Колея шла изволоком по всхолмленной равнине, холмов было много — в хвойных лесах, в березниках. Эшелон будто продирался сквозь урочища. И я поторапливал его: вырывайся на простор, на котором где-то там город Смоленск и река Днепр.

Леса разредились, перемежаясь льняными полями, брошенными и возделанными. Мы проехали деревушку со вновь отстроенными избами под дранкой и камышом, проехали льнозавод с кучами прошлогодней тресты. Холмы расстилались окрест — синие, в знойной дымке. Смоленщина по утрам и вечерам дышала туманами, днем — испарениями, будто потела к выздоровлению.

В часе езды до Смоленска постояли на разъезде. Народ высыпал из теплушек: валялись на травке, искали землянику. Я не сошел: сверху, от двери, город уже виднелся в мареве — нечто белое, огромное, вознесенное на холмы, которые в свою очередь вознесены над прочими холмами; в этом белом, огромном нет-нет да и вспыхивало золотое — церковные луковки. ЧЪго-чего, а церквей в Смоленске в избытке, есть где отмолить грехи или помянуть усопших. Вот только поразбивали немцы соборы, ничего не пощадили в Смоленске, не пощадили и храмы. И никого не щадили.

Ну, это особый разговор.

Из-за куста, где нежатся на траве, голоса:

— Э-их, бабу бы сюда! Затискал бы, замиловал…

— Да-а, бабец не помешала б, за войну весь в угрях от безиабья!

— На безбабье и Райка баба, точно?

— Точно!

Оба засмеялись, а мне стало жаль Райку, о которой упомянули. Это была повариха в нашем батальоне — лет под тридцать, костлявая, большеносая, волосы паклей. Она не была шлюхой, но спали с ней многие: женщин на фронте было маловато. Избалованная мужским вниманием, она выламывалась, закатывала истерики, не добившиеся от нее расположения бранились: "Капризуля. Рылом страшна, как смерть. На безрыбье и рак рыба, на безбабье и Райка баба. После войны кто на нее посмотрит?" Она слышала такие отзывы, горько рыдала, и тогда делалось ясно, что она не распутница, просто ей хотелось ласки — кого-то одного.

Но одного не было, были многие — и, считай, никого. Действительно, после войны кому она нужна, Райка? А мы, мужики, все-таки порядочные скоты. Это, так сказать, для справки.

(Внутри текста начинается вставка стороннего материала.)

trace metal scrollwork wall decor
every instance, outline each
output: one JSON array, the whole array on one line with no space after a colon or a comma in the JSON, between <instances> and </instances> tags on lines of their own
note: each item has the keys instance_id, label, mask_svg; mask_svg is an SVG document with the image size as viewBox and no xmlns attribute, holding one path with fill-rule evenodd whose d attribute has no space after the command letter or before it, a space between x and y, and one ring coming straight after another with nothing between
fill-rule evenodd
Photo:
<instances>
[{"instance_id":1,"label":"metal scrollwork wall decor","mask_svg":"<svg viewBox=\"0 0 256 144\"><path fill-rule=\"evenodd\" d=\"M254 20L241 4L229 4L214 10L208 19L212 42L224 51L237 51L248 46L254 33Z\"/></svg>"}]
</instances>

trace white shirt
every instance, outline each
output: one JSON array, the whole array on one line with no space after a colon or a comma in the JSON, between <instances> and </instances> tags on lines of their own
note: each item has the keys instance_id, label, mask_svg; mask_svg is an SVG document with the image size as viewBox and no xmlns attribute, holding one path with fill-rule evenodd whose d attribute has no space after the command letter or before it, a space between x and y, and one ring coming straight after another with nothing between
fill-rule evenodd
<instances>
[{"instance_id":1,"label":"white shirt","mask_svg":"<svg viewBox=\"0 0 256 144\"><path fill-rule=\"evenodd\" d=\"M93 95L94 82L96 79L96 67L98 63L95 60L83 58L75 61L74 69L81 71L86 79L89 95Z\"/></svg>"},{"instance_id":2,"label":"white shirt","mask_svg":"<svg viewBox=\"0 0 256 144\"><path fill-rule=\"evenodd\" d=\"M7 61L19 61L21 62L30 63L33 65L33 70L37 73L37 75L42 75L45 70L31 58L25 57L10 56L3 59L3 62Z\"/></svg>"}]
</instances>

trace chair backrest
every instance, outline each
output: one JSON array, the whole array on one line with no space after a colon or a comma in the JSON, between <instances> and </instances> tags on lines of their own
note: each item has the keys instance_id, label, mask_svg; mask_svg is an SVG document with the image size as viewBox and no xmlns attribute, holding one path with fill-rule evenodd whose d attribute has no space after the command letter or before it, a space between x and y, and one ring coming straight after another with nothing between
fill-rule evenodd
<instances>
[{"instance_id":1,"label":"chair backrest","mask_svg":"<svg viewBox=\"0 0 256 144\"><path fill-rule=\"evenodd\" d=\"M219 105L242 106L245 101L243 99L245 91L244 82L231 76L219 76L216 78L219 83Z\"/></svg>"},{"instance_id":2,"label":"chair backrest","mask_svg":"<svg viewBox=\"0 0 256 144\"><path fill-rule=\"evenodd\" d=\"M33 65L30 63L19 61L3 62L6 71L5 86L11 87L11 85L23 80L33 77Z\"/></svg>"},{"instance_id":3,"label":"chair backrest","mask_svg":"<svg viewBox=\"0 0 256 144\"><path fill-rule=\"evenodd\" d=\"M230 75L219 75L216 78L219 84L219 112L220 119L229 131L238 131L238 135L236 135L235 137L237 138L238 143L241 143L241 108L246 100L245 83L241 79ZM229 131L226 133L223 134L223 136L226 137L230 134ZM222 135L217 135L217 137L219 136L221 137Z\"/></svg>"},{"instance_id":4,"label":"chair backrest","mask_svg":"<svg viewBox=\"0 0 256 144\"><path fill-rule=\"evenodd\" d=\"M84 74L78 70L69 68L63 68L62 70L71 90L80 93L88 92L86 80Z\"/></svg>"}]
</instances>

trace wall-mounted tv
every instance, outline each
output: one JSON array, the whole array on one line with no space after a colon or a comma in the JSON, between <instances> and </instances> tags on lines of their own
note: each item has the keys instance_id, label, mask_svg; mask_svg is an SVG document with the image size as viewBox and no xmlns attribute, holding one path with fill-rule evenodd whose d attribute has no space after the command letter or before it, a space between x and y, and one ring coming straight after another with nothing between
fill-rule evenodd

К Смоленску мы подъезжали с запада, брали же его когда-то с востока. Что там — когда-то! Брали в сентябре сорок третьего, сколько времени назад? Более полутора лет. а именно — двадцать месяцев. Ого! А кажется, это было недавно — вот так же белел на приднепровских холмах город Смоленск, но тогда над ним висел дым пожарищ. Город горел, подожженный бомбами, снарядами, минами, а осень поджигала по округе листья берез, осин и рябин.

Дивизия шла в походной колонне лесом и полем, по пятам преследуя отступавших немцев. К Днепру, к Днепру! Пыль клубилась над проселками, на асфальтированном шоссе зияли внушительные воронки — авиация потрудилась, не разберешь чья.

На переезде воронки от полутонных бомб, остовы сгоревших автомашин, перевернутый танк; убитые битюги со вспученными животами и в постромках; трупы вразброс, неприбранные, и трупы в бумажных пакетах, рядами, — немцы драпанули, переложив захоронение на нас, — отвратно шибало гарью, жженой резиной, разложением; на взлобке горела дубовая роща, осень тут была ни при чем.

Наш полк вышел к Днепру с юго-востока. Догорали слободские домишки, от огня жухли и сворачивались листья яблонь, груш, вишен по овражным садам. В лопухах потерянно мяукала кошка, за оврагом выл пес. Снаряды рвались в слободе, перелетая через Днепр. Река здесь, в верховьях, была неширокая, метров шестьдесят, это не тот Днепр-батюшка, что на Украине, в низовьях.

Но и шестьдесят метров преодолеть под обстрелом — не прогулка при луне.

А луна была, и были ракеты, которые пускали немцы, и мы кляли этот лунно-ракетный свет, потому что нам нужна была темнота. Мы увидели Днепр под вечер: по коричневатой воде скользили лучи заходящего солнца, ветер рябил ее, гнал эту рябь от берега к берегу, вверх и вниз по неторопкому, почти неприметному течению, крутил каруселью на месте. Ветер был пыльный, душный, вода холодная, осенняя.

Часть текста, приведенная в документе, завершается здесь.